The sad part of all this is that John really is sick, not just an escaped old folks home resident. (So much for my thoughts...) He apparently is getting a little worse for wear as time passes.  Making this goal of one last hurrah at driving his rig cross country more than just an idle dream of living the life he once knew one last time. (Side note: at the time of this movie Fonda really was suffering from complications of his age. You probably already know Fonda passed away just a few years later after having received an Oscar for On Golden Pond.)

 It isn't long before every cop in the south, north, east and west is on the lookout for the stolen truck and escaped prostitutes. (Wait a minute, you might be thinking... weren't those hookers just told to vacate town? Why are the police after them, too? Well, you know how Hollywood doesn't really care about coherency of plot if there's potential money in the offing...)

But John has the misfortune of getting snagged by a backwoods sheriff and his bogus stop light.  Sheriff Harley (Dub Taylor) knows exactly what he's got. Think of Harley as a low rent version of Ernest Borgnine's sheriff from the first feature in this blog. He arrests his victims with the sole purpose of turning them in just to get his picture in the paper. Of course, the girls have a different plan,,, and John and the ladies escape.

 


 

In a bar somewhere they see themselves on the news broadcast where the newscaster (Sander Vanocur, playing himself) gives the basic story so far to his television audience (and I guess the movie audience, too, in case they fell asleep...) He wishes on the behalf of the public a Good luck" to John in his goals. The first indication that the public might be on the side of the lawbreakers.. (seems like a pattern is developing...)

 Up until this point, that "great smokey roadblock" seems to be non existent (and there's only 20 minutes left in the film...) But never worry. We still get the roadblock. All 4 minutes of it. Along with some hangers on who seem to have joined this "convoy" just because there was nothing else to do at the time. And with only about four police cruisers, not so "great" a roadblock... 


 

I won't say this film ends on an entirely positive note. Sure, the crew gets to their goal before the credits roll. At least almost all of the crew.

Henry Fonda is pretty damn good in this movie, and Robert Englund proves he can do more than just haunt your nightmares with razor sharp fingernails. (Yes, that's Freddie Kruger from the Nightmare on Elm Street franchise...) The film is billed as a comedy and there are indeed some comedic moments in the film, but the romantic relationship between John and Penelope will tear at your heart strings, too. Is this one a great movie? Not hardly. One review I read said the more appropriate title would be "The Great American Sex-Trafficking Trip". Personally, I think he or she is taking a way too modern PC attitude.

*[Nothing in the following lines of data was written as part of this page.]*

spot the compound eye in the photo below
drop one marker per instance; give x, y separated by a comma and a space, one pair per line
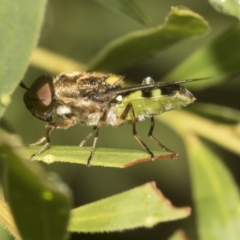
39, 96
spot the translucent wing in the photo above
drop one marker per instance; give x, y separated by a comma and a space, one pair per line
145, 86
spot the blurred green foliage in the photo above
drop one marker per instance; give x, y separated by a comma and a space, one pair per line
77, 31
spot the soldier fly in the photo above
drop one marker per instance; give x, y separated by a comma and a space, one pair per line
98, 99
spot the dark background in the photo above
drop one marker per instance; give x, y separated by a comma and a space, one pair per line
78, 29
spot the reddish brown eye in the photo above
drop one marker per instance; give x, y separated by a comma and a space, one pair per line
38, 98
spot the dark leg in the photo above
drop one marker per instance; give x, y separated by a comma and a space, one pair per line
96, 130
154, 139
49, 127
128, 108
93, 147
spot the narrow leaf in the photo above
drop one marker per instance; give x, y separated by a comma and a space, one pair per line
215, 193
229, 7
6, 219
219, 59
20, 23
180, 24
106, 157
144, 206
128, 8
39, 202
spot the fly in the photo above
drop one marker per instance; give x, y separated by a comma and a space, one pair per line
98, 99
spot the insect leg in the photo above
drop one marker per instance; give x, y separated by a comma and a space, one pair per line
49, 127
88, 136
154, 139
94, 145
96, 130
129, 108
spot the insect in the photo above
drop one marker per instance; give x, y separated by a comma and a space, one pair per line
98, 99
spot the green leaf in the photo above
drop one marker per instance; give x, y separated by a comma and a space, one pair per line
178, 235
128, 8
39, 202
20, 23
228, 7
106, 157
7, 220
53, 62
225, 135
217, 112
180, 24
219, 59
216, 196
144, 206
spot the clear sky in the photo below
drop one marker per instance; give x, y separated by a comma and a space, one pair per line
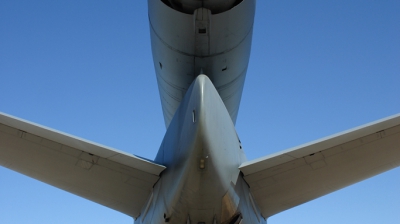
85, 68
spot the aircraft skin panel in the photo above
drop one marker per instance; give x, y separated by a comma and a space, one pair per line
112, 178
295, 176
201, 149
185, 45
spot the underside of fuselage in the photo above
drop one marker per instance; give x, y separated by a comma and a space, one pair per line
202, 151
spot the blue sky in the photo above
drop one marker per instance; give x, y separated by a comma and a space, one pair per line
85, 68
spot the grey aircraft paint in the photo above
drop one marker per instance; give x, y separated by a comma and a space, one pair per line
200, 174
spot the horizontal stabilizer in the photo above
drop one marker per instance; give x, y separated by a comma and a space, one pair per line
295, 176
113, 178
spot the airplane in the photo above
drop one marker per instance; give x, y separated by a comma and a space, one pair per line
246, 145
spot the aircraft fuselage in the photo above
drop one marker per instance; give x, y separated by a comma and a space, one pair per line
201, 60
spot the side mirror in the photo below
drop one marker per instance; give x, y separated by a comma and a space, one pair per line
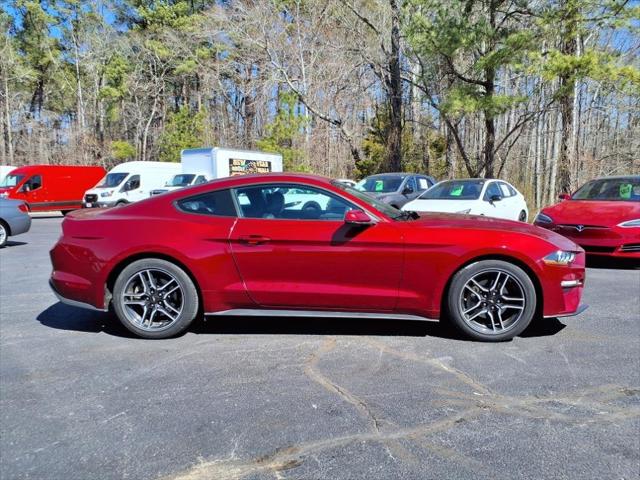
357, 217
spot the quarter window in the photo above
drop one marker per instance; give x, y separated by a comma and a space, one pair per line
492, 190
290, 202
218, 202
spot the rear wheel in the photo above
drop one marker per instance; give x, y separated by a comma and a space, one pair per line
491, 300
4, 234
155, 298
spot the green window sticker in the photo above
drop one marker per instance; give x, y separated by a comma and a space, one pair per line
625, 190
457, 190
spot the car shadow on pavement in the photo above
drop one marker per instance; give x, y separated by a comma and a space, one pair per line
65, 317
613, 263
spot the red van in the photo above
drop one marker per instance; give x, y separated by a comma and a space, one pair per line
50, 187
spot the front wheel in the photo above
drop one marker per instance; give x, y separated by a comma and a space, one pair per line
155, 298
491, 300
4, 234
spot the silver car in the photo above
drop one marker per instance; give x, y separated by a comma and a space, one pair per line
14, 219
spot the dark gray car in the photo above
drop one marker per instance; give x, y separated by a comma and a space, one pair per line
396, 189
14, 219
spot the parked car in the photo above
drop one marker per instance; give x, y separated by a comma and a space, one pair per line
14, 219
200, 165
129, 182
395, 189
50, 187
358, 257
492, 198
602, 216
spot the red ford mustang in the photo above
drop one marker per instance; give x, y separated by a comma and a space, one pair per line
603, 217
298, 245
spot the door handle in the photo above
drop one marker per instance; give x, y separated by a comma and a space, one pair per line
254, 239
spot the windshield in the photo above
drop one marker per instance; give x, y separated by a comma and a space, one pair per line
181, 180
625, 189
388, 210
11, 181
112, 180
454, 190
380, 183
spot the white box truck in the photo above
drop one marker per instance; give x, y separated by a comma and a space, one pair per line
200, 165
129, 182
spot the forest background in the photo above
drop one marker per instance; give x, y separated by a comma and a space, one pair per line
545, 94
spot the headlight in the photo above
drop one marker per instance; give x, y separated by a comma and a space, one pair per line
630, 223
542, 218
561, 257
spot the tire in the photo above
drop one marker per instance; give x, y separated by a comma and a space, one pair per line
161, 308
491, 300
4, 234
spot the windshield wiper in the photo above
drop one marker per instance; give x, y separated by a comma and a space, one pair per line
407, 215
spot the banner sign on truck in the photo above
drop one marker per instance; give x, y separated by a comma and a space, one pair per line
239, 166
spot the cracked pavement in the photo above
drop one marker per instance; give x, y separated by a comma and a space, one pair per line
286, 398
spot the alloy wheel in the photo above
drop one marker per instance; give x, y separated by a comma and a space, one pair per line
492, 301
152, 299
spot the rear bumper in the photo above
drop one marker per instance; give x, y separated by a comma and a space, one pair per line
580, 309
74, 303
19, 224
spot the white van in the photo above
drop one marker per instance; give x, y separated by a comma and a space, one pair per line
199, 165
129, 182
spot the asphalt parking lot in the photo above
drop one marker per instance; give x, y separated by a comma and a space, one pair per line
312, 399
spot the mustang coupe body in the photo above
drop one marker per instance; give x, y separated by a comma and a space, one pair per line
242, 246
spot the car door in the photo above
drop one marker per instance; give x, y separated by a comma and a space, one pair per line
292, 257
33, 193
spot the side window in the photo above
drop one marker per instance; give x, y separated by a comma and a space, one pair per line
290, 202
492, 190
411, 184
423, 183
132, 183
218, 202
33, 183
504, 190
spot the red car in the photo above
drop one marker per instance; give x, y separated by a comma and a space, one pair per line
253, 245
50, 187
603, 217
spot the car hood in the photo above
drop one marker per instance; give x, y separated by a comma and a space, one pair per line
478, 222
451, 206
588, 212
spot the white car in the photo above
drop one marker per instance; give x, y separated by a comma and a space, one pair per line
475, 196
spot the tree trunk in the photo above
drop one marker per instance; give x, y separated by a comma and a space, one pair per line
394, 92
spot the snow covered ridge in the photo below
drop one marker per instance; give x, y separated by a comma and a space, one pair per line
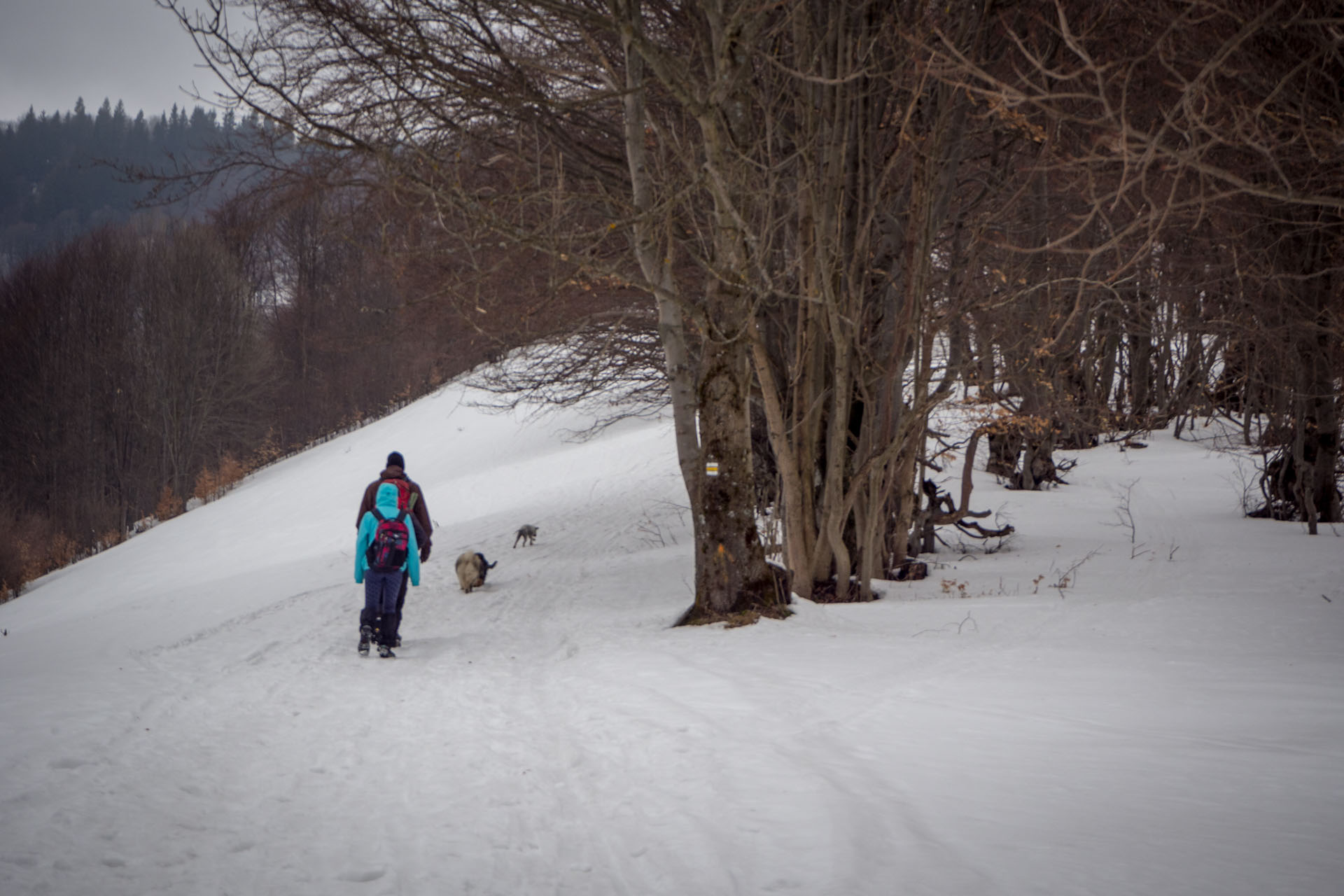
187, 713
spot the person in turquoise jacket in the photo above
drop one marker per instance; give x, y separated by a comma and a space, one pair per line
381, 587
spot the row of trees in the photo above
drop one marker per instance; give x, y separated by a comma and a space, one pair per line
841, 210
155, 362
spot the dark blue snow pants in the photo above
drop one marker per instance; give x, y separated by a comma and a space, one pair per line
379, 613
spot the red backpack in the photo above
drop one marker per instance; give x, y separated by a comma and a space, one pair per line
391, 543
405, 498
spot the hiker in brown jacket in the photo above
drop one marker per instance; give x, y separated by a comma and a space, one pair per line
409, 496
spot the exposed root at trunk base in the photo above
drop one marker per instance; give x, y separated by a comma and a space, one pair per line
830, 593
769, 599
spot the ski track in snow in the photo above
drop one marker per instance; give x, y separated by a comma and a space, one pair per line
1167, 723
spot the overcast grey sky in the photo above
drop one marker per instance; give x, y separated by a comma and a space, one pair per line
54, 51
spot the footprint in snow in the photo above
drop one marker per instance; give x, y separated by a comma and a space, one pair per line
363, 876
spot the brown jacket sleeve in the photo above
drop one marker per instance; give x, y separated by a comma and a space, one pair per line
368, 503
421, 512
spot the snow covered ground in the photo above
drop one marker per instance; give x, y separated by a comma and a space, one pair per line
187, 713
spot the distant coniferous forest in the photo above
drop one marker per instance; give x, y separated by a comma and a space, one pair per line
66, 174
151, 356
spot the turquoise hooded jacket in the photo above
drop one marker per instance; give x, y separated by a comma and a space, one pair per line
386, 504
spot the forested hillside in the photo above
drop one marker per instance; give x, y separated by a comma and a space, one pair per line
66, 174
151, 359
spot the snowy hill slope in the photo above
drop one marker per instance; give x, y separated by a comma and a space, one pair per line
186, 713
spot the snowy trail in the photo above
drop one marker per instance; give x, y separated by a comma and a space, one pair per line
1164, 726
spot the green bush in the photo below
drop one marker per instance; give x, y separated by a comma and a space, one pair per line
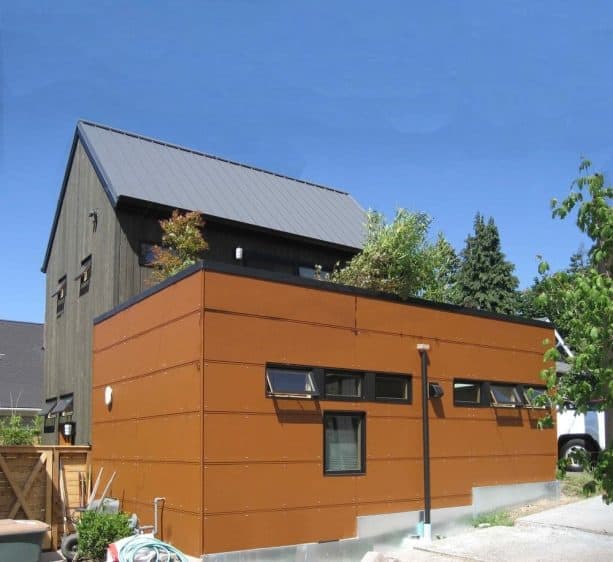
97, 530
15, 431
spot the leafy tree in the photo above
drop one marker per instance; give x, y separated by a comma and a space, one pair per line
485, 279
586, 309
398, 258
182, 244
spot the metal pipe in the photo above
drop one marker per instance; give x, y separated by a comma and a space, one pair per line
423, 352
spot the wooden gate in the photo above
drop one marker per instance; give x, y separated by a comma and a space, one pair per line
34, 480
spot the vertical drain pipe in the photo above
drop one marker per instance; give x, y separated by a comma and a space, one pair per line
423, 349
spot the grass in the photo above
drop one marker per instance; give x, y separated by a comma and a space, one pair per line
495, 519
579, 484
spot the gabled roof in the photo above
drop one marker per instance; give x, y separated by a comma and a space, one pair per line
21, 364
134, 167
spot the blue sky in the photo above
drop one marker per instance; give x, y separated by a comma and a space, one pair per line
446, 107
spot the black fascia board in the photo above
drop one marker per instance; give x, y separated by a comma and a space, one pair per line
161, 210
287, 279
79, 135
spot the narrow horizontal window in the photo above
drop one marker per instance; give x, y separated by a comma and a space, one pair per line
290, 383
344, 443
505, 395
392, 388
467, 393
343, 385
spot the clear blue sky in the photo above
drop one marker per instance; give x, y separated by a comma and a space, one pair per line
446, 107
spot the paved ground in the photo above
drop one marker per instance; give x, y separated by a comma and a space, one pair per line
578, 531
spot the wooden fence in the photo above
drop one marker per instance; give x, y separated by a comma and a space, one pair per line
33, 481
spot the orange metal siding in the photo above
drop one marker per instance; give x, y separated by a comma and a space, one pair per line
244, 471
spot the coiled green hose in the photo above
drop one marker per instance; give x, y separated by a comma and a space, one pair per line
132, 546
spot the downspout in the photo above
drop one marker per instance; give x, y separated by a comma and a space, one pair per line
423, 352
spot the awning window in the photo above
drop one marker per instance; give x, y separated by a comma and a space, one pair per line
290, 383
63, 405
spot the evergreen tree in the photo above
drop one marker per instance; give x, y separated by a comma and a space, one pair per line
485, 279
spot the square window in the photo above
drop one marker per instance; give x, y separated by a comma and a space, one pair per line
60, 295
532, 396
85, 274
290, 383
396, 388
146, 254
467, 393
504, 395
343, 385
344, 443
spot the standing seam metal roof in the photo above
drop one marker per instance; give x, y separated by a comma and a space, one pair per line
151, 170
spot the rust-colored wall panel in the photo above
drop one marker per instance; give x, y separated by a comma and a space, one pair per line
174, 301
282, 527
149, 395
270, 299
168, 345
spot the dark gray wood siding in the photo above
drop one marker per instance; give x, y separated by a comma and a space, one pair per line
117, 274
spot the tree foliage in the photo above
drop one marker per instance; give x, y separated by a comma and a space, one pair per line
15, 431
485, 279
398, 258
585, 301
182, 244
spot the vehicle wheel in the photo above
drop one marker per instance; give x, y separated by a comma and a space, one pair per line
568, 449
69, 546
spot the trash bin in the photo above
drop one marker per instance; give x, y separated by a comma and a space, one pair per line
21, 539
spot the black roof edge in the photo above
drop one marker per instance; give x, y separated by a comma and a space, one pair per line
242, 271
213, 157
79, 135
133, 202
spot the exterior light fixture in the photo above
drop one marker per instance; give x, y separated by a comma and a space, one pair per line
108, 396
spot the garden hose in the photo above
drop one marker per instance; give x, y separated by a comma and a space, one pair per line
129, 550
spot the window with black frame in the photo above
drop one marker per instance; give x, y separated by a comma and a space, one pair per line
344, 443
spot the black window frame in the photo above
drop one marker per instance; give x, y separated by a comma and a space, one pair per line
484, 393
144, 247
316, 381
362, 443
85, 274
323, 373
389, 400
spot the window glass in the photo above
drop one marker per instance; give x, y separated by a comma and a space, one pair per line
290, 382
344, 384
504, 395
343, 442
467, 392
391, 387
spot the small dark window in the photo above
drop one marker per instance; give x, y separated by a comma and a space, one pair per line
344, 443
395, 388
343, 385
290, 383
63, 406
85, 274
468, 393
146, 254
60, 295
504, 395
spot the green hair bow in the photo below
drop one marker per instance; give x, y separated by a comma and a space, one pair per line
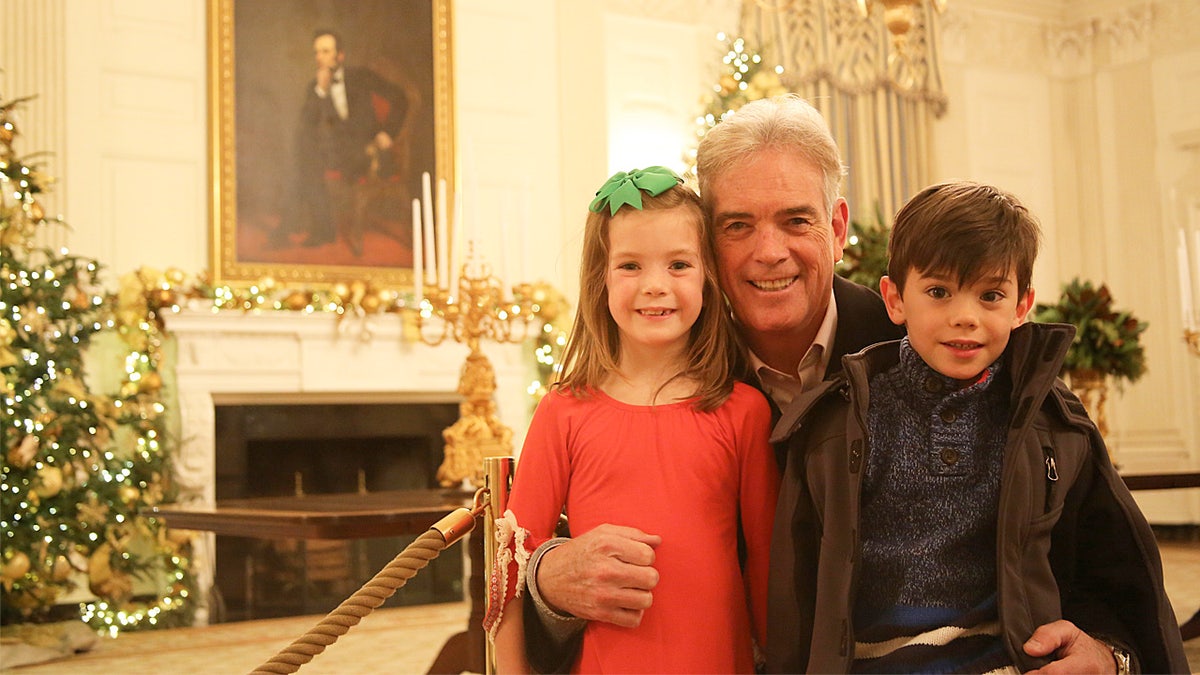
627, 187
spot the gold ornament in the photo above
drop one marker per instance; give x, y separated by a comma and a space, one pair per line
23, 453
61, 568
163, 298
298, 300
81, 299
49, 479
151, 382
16, 566
129, 494
100, 565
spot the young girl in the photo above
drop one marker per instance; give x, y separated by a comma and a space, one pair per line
648, 429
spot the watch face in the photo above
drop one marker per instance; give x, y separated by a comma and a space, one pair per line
1122, 658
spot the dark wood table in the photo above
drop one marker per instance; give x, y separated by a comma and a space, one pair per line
353, 517
1189, 628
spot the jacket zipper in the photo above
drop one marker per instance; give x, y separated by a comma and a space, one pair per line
1051, 476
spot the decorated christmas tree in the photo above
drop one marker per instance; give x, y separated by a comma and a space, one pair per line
78, 469
742, 78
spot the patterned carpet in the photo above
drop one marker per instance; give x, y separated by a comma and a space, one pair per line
400, 639
389, 640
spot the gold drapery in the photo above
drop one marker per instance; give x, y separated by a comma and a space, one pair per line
880, 96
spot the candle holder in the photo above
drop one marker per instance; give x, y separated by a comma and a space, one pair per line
479, 311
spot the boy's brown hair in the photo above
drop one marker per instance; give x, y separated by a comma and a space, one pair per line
967, 230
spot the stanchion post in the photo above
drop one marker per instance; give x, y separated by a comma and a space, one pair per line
497, 479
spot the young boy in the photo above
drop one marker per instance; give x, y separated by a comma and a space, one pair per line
948, 496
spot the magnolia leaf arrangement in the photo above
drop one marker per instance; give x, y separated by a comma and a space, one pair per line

It's definitely not family friendly, although the endearing romantic relationship between Fonda and Brennan is pretty sweet. I wonder what Fonda thought of the final movie, however.  He had recently been relegated to just cameos and probably took on this role as a way to get back into the spotlight of his glory days as a headliner. You'll appreciate On Golden Pond even more as his final movie after seeing this one. So, no, it's not a great movie, but at least it wasn't his last hurrah after all. It's worth one watch, but I don't think I will seek it out again. 

One thing that cropped up in my research. The original title of this film was "The Last of the Cowboys" which makes better sense as a title, given that that titular "roadblock" only takes up 4 minutes of the running time. But, as Hollywood is often wont to do, they tried to cash in on the CB craze by changing the title, obviously to draw in the crowds who had seen Smokey and the Bandit. The unhinged demeanor that Burt Reynolds had in that movie is barely visible in Elegant John. Good thing, too, because who would have accepted an aging Henry Fonda as an all-out rebel? 

Well, folks, that sound you hear is not a big 18 ton big rig firing up. The old Plymouth just needs some new mufflers. Drive safely.